Gli accenti creano spesso
qualche problema a chi scrive. Succede
perché qualche volta a scuola non ce li
hanno insegnati bene e perché spesso si
leggono testi scritti senza attenzione, che
confondono le idee. Ma le regole da seguire
non sono molte; già in queste prime righe c’è
una buona parte degli accenti della lingua
italiana. Rivediamoli tutti insieme, così
il discorso è più chiaro:
perché – è
– più – già – però
– così
Incominciamo dalle regole
più semplici. Nell’italiano scritto l’accento
si pone sempre su tutte le parole tronche
composte da più sillabe (le parole “tronche”

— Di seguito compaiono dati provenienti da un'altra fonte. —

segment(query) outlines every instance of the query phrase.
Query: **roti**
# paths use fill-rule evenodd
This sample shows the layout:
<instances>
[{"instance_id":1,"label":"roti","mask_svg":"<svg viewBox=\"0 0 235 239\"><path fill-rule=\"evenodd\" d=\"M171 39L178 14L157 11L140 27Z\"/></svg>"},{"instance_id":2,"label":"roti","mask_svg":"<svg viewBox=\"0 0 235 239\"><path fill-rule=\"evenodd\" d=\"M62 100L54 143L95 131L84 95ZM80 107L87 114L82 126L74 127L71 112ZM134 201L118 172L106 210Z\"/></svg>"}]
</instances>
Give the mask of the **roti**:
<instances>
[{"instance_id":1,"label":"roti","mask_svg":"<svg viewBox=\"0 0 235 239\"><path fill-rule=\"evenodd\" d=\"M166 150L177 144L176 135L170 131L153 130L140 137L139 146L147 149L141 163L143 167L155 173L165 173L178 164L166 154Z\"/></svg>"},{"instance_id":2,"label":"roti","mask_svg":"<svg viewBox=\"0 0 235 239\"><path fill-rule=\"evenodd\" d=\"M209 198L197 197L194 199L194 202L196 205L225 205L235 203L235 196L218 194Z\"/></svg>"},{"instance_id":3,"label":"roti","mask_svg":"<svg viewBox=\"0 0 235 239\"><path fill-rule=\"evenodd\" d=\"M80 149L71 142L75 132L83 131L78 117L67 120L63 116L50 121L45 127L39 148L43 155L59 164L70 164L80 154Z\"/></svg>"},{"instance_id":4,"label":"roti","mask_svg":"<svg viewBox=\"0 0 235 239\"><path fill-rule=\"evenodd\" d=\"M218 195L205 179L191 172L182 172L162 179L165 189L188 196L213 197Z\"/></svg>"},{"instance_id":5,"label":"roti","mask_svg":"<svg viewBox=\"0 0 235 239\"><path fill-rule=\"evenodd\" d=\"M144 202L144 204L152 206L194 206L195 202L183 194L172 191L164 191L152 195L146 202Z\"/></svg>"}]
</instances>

sono quelle in cui la voce si appoggia sull’ultima
sillaba): onestà, caffè, pipì,
pagherò, laggiù. L’accento
che si usa sulle parole tronche è quasi
sempre “grave” (`), quello che
scende da sinistra verso destra. Vedremo
più avanti quando si deve usare l’accento
“acuto” (´), quello che va verso
l’alto.
Per i monosillabi, le
parole composte da una sola sillaba, la
questione è un po’ più complicata. La
regola generale è che l’accento non si
mette sui monosillabi. Si scrive dunque io
sto e non io stò; egli fu
e non egli fù;
Giovanna se ne va e non Giovanna
se ne và.
Però ci sono diversi
casi in cui l’accento è necessario per
distinguere monosillabi che si scrivono
nello stesso modo, ma hanno significati
diversi. L’esempio più comune: “e”
come congiunzione (Carlo e
Giovanna), si scrive senza l’accento,
che invece va di rigore su “è”, voce
del verbo “essere” (Giovanna è
bella). Un altro caso molto frequente è
da come preposizione (Carlo
va da Giovanna), che non va
confuso con dà, voce del
verbo “dare” (Giovanna dà una
sberla a Carlo).
Ma adesso sono io che
ti do una sberla, senza accento.
Un errore? No. Per consuetudine non si mette
l’accento su "do", voce del
verbo “dare”. Forse perché dal contesto
è difficile fare confusione con la nota
musicale do. Un’altra eccezione è fa,
voce del verbo “fare” (Giovanna fa
le valigie), che si può confondere con l’avverbio
(due ore fa) o con la
nota musicale. C’è poi fa’,
imperativo, che si scrive con l’apostrofo
e non con l’accento, perché l’apostrofo
indica l’elisione della “i” finale di
“fai”.
Vediamo altri casi
comuni. Il monosillabo “si” ha due
significati e quindi due diverse grafie.
Come pronome si scrive senza accento (si
dice che...); come avverbio
affermativo vuole l’accento (Stai bene?
Sì, grazie). La stessa regola
vale per “ne”: come pronome non vuole l’accento
(se ne parla), come
congiunzione lo pretende (né
questo né quello).
Appena più complicata è
la regola per il “se”. Quando è
congiunzione si scrive senza accento (se
te ne vai); quando è pronome è
obbligatorio metterlo (parlava tra sé).
Però si scrive se stesso,
senza accento, perché in questo caso non c’è
il rischio di fare confusione.
Nota: negli esempi di
questa pagina sono usati sia l’accento
acuto (é) sia l’accento grave (è),
a seconda dei casi. Nella prossima puntata
vedremo quando si deve usare l’uno o l’altro.
Ancora: qua
e là, qui e lì:
«Su qui e su qua l’accento
non va», dicevano i maestri di una
volta. Non ci può essere confusione. Mentre
là e lì, avverbi di luogo,
si possono confondere con gli articoli e i
pronomi che si pronunciano nello stesso
modo. Quindi vogliono l’accento.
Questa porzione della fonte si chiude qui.